Socializing online and in the real world may be edging ever closer, but one stark difference remains: it’s much easier to juggle different groups of friends offline than it is online. A new tool developed at Stanford University addresses the problem by automatically working out a person’s different and overlapping friendship groups by analyzing the history of their Facebook or Gmail account.
The tool—called SocialFlows—is available as a Facebook app.
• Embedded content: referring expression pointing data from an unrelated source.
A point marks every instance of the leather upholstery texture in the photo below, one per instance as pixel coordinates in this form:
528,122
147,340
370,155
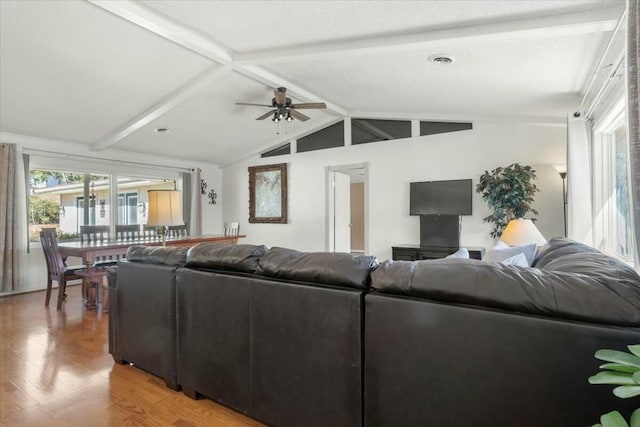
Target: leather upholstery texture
569,291
286,354
166,255
294,339
336,269
224,256
436,364
142,318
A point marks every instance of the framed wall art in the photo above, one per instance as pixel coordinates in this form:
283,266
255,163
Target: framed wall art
268,194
Once a Facebook user connects it with their account, they can extract their social groups in two ways. The researchers’ software can either work from the images a person was tagged in over the last two years, or from the pattern of e-mail recipients recorded in the last two years via a Gmail account.
Once SocialFlows has processed the necessary data, it suggests different groups of contacts or friends, some overlapping. An interactive interface allows the user to add, remove, or reshuffle the groups and then save them to either Facebook or Gmail as contact lists or new groups.
Putting different types of contacts into different groups—family or coworkers, for example—can be useful to people who want to control what they share, and with whom, online, explained Diana MacLean, a member of the MobiSocial Lab at Stanford where she and colleagues created SocialFlows.
“The current solution is friends lists,” said MacLean at the Intelligent User Interfaces conference earlier this week. “That does give some granular control over who gets to see our data, but they’re very tedious to create and even more tedious to maintain over time.” As people acquire new contacts, they must keep adding them to groups or perhaps create new ones, and there is currently no way to transfer groups between services, she pointed out.
Social sites actually have all the data they need to tackle these problems, said MacLean. “Your social topology is captured latently in your communication data.” SocialFlows is an attempt to tap into that. The algorithm behind the tool first creates many small groups by linking people who have often appeared in the same photo as the SocialFlows user, or who have been recipients of the same e-mail. Larger groups are then assembled by merging groups that are similar. Some groups become nested inside others, as when the data reveals a pattern of connections between a subset of people within a larger group.
MacLean and colleagues conducted a user study in which 19 volunteers were asked to use SocialFlows on their e-mail to generate and fine-tune groups that could help them achieve specific tasks, for example, notifying close friends in their home town of an upcoming visit, or inviting guests to a birthday party. Study participants also performed the same task using Gmail’s contact manager.
“Six of the 19 found doing the task using Gmail’s contact manager intolerable and gave up,” reported MacLean. A statistical analysis of the results showed that SocialFlows was significantly faster and easier to use, and the groups it generated were significantly more useful than those created with Gmail.
Eric Gilbert, who recently started a research lab at Georgia Tech to analyze social media and explore new types of design for social Web services, says that managing friends lists is “a problem space calling out for a solution.” He previously built a service called WeMeddle that automatically creates lists of a person’s Twitter contacts from their past activity.
Gilbert says SocialFlows does a good job of taming the complexities of creating lists of different types of friends. But creating lists is, in some ways, just a first step. “A remaining challenge is, how do you control how you communicate and message the people in these lists,” he says. Neither SocialFlows nor WeMeddle have taken that next step, says Gilbert, but this may be much more complex than simply deriving groups. “The stream, which lumps everything together, has come to be seen as very central to social media,” he explains. This fact makes Facebook, Twitter, and other services currently unsuited to maintaining separate social circles within a larger network.
That’s not something MacLean and colleagues plan to take on soon, though. The researchers are focusing on making tweaks to the algorithms and studying how the social groups they identify in people’s data change over time. In the future, SocialFlows may even be able to suggest changes to a person’s friend lists as his or her collection of contacts and patterns of communication evolve. “Ideally, [SocialFlows] would suggest changes to your current topology rather than wiping [out] all of the changes you already made, as it does now,” said MacLean.